Dominique Baker, assistant professor of education policy at Southern Methodist University’s Simmons School of Education and Human Development, joins a research team led by the College of Education at Penn State University to study state funding for higher education and how states can design equitable funding policies with support from the Bill & Melinda Gates Foundation.
The grant will support a two-year project that will focus on three main policy issues: how states fund colleges, funding disparities among community colleges, and how states fund students through financial aid. In addition to compiling detailed data from a nearly two-decade period related to those policy issues, the research team will also examine how variations in state funding approaches shape college outcomes, particularly among low-income and racially minoritized students.
Baker is a co-principal investigator with Kelly Rosinger, principal investigator for the project and an assistant professor at Penn State University. Other co-principal investigators include Justin Ortagus, assistant professor at the University of Florida, and Robert Kelchen, associate professor at Seton Hall University. The research team was awarded a $549,947 grant for the project, “Equity and Effectiveness of State Higher Education Funding Policies.”

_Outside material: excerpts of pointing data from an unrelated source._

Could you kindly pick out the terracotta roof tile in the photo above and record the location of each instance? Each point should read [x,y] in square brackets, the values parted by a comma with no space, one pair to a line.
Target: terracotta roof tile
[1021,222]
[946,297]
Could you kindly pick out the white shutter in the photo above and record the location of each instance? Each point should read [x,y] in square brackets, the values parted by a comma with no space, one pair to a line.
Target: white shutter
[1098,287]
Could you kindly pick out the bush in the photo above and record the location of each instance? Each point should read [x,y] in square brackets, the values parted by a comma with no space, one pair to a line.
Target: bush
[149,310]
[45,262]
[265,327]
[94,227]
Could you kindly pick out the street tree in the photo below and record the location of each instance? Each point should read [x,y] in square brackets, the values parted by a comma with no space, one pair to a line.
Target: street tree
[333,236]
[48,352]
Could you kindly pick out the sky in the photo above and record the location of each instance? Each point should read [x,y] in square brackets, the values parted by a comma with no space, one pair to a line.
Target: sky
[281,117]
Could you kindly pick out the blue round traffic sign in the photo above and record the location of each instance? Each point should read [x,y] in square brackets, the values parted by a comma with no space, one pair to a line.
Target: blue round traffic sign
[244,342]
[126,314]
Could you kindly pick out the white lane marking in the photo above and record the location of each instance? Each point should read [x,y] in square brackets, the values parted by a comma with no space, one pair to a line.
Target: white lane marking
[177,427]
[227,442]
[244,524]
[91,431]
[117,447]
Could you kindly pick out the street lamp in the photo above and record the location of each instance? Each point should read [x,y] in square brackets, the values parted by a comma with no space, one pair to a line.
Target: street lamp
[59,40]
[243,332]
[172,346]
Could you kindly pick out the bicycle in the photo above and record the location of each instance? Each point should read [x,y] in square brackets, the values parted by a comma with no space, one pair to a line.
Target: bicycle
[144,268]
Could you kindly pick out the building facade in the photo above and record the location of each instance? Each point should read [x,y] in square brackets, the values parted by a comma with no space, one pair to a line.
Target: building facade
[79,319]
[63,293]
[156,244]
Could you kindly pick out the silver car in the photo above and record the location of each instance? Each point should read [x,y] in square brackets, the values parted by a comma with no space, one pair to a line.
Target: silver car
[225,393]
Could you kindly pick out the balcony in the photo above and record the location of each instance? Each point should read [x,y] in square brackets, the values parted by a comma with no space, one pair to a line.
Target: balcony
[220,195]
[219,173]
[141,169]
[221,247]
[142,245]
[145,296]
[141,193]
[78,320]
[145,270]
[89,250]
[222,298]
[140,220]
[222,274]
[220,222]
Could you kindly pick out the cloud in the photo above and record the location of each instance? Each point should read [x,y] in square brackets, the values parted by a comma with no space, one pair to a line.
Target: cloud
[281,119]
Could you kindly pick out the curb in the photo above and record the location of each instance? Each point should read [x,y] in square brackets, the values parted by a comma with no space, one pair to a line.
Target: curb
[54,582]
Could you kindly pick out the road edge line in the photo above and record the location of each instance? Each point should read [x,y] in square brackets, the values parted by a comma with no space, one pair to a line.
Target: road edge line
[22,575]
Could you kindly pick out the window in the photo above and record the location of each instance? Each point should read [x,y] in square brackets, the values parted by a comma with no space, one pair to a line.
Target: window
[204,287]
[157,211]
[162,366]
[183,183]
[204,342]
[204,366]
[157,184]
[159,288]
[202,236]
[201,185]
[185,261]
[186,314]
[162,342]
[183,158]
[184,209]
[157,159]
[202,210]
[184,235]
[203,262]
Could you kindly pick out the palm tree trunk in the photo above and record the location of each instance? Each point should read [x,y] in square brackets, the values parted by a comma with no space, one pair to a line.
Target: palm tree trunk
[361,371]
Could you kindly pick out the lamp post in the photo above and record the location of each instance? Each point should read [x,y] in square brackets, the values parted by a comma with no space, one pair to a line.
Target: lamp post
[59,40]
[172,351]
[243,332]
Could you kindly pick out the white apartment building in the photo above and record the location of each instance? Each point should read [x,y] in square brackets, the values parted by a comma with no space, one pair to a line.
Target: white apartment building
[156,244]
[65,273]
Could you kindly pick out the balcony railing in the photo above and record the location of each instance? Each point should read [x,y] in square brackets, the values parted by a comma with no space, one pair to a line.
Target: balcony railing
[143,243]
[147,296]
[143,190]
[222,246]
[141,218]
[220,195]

The research team, along with a team of graduate students at Penn State and the University of Florida, comprises the InformEd States project, a clearinghouse for policy analysis, original research, data, and rigorous evidence on the equity and effectiveness of state higher education funding policies.
“States have taken various approaches to funding colleges and student financial aid, and our project will capture these variations over a nearly two-decade period.” Rosinger said. “We will then examine how these approaches relate to student outcomes in an effort to provide policymakers with evidence for how to design effective and equitable policies.”
For her part of the research, Baker will seek a better understanding of how financing, both for colleges and students, varies across the United States. “By deepening our understanding of that variation, we can begin to see what strategies are linked to student success, particularly for students of color or from low-income backgrounds,” she said.
The InformEd States team plans to tackle the current economic challenges related to the COVID-19 pandemic head-on with a rapid response segment that will take place in fall 2020. That part of the project will focus on providing state policymakers with evidence-based information through policy briefs and webinars regarding approaches for allocating severely diminished state funds in equitable and effective ways.